Part 3: Compound Interest ( 10 points) A fast-food restaurant manager has saved \( \$ 15,000 \) for investment and is planning to invest the money in a retirement savings account offering \( 5.95 \% \) interest, compounded monthly. The amount of time it would take the manager to reach a balance of \( \$ 65,000 \) can be modeled by the equation log \( 4.33333=\log (1.00495833)^{12 t} \). Solve for the time in years, rounded to the nearest tenth of a year, showing all steps.
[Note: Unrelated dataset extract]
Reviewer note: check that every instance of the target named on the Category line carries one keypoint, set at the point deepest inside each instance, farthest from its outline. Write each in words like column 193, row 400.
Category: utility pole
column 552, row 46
To solve for the time \( t \) in years, we start with the equation provided: \[ \log 4.33333 = \log (1.00495833)^{12t} \] Using the logarithmic power rule, we can move the exponent in front: \[ \log 4.33333 = 12t \cdot \log(1.00495833) \] Next, we isolate \( t \) by dividing both sides by \( 12 \cdot \log(1.00495833) \): \[ t = \frac{\log 4.33333}{12 \cdot \log(1.00495833)} \] Now, we will calculate \( \log 4.33333 \) and \( \log(1.00495833) \): 1. Using a calculator: - \( \log 4.33333 \approx 0.6386 \) - \( \log(1.00495833) \approx 0.00215 \) Substituting these values into the equation for \( t \): \[ t = \frac{0.6386}{12 \cdot 0.00215} \] Calculating the denominator: \[ 12 \cdot 0.00215 \approx 0.0258 \] Now we can calculate \( t \): \[ t \approx \frac{0.6386}{0.0258} \approx 24.752 \] Rounding to the nearest tenth: \[ t \approx 24.8 \] Thus, the manager will take approximately \( 24.8 \) years to reach a balance of \( \$65,000 \).